The true prevalence of Alpers-Huttenlocher syndrome is unknown. Due to high mortality and early death, epidemiology parameters of incidence and prevalence are not informative. However, Alpers-Huttenlocher syndrome is relatively uncommon. It is estimated that the minimum birth frequency of children who will develop mitochondrial disease is approximately 1 in 5000 (74). Of this population, up to 25% will develop POLG disease (Chinnery and Zeviani 2007). Crude estimates from published reports suggest that up to 30% of patients with recessive POLG mutations have Alpers-Huttenlocher syndrome; however, accurate data are not available. A best estimate of prevalence is between 1 in 51,000 to about 1 in 100,000 (15; 54). Clearly, more reliable population studies are needed to more reliably estimate the incidence and prevalence of Alpers-Huttenlocher syndrome.

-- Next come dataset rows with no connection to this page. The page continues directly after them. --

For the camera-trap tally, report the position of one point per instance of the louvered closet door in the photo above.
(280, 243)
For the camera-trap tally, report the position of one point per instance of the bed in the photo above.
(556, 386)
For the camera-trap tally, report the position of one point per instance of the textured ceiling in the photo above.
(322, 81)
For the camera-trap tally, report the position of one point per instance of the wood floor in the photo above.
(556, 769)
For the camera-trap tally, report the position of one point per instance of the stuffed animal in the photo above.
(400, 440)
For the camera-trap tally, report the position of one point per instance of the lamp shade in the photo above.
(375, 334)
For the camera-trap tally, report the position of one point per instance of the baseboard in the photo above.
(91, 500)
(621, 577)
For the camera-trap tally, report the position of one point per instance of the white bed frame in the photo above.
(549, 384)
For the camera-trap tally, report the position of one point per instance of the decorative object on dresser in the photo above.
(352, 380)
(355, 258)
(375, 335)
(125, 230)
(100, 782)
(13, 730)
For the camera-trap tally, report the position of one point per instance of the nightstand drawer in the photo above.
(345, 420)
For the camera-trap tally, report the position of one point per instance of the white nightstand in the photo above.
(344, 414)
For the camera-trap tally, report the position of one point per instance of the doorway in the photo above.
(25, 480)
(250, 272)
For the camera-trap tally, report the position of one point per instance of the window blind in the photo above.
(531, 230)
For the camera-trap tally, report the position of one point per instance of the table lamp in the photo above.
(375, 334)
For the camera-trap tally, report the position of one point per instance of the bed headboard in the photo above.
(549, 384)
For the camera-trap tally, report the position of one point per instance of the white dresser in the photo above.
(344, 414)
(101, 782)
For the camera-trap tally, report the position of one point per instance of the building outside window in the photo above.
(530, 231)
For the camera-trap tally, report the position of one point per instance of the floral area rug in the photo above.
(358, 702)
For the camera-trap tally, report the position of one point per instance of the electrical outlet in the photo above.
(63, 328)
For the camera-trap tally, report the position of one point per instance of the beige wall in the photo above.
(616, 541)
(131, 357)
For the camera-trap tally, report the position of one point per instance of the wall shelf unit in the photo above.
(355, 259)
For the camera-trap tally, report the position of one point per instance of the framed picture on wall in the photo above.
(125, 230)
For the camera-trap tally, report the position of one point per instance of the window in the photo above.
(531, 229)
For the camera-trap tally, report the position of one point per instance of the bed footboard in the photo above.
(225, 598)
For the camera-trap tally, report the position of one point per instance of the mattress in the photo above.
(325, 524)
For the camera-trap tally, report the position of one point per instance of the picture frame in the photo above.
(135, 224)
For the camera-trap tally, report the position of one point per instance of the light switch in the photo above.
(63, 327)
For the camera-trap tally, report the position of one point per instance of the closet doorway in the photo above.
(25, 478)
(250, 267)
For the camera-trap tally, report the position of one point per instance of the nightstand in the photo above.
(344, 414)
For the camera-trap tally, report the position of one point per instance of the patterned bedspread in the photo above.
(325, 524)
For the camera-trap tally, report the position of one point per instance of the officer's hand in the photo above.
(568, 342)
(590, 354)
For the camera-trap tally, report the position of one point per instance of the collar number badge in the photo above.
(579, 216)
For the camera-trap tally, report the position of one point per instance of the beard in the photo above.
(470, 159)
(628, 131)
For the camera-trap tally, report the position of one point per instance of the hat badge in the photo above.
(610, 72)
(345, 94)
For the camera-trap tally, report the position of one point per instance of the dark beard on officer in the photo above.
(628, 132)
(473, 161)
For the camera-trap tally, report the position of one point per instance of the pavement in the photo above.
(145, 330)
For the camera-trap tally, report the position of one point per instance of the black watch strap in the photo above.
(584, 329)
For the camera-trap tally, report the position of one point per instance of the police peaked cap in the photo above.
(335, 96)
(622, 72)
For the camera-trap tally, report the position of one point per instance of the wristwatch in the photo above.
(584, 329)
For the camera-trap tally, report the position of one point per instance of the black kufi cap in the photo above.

Population estimates of common POLG mutations. The most common mutation reported inducing Alpers-Huttenlocher syndrome and associated POLG spectrum disorders is the p.A467T mutation. The second most common mutation in Alpers-Huttenlocher syndrome and POLG spectrum disorders is the p.W748S mutation. Elegant population studies have demonstrated that both mutations arose from a common ancestor within various populations of Northern European decent (30). The carrier frequency of p.A467T is estimated to be as high as 0.6% in Belgium and 1% in Norway, and the p.W748S frequency is estimated to be 1:125 in Finland (85; 31; 30; 87). Other Alpers-Huttenlocher syndrome founder gene mutations have not been discovered in other ethnic populations. Whether a founder effect is exclusive to the Northern European ethnic population is not known, as most of the early mutational research has centered on the North European population. POLG mutations inducing Alpers-Huttenlocher syndrome have been found in many other ethnic groups (28; 70; 53).
As more patients are described with POLG mutations, it is possible that more “hot spot” regions of POLG will be uncovered. Using crude estimates of the gene frequency of the most common mutations, members of these Northern European populations have about a 2% risk of carrying a pathogenic (heterozygote) mutation, suggesting a disease frequency of about 1:10,000.
Gender. Males and females seem to be equally affected with Alpers-Huttenlocher syndrome (83; 81; 89; 71).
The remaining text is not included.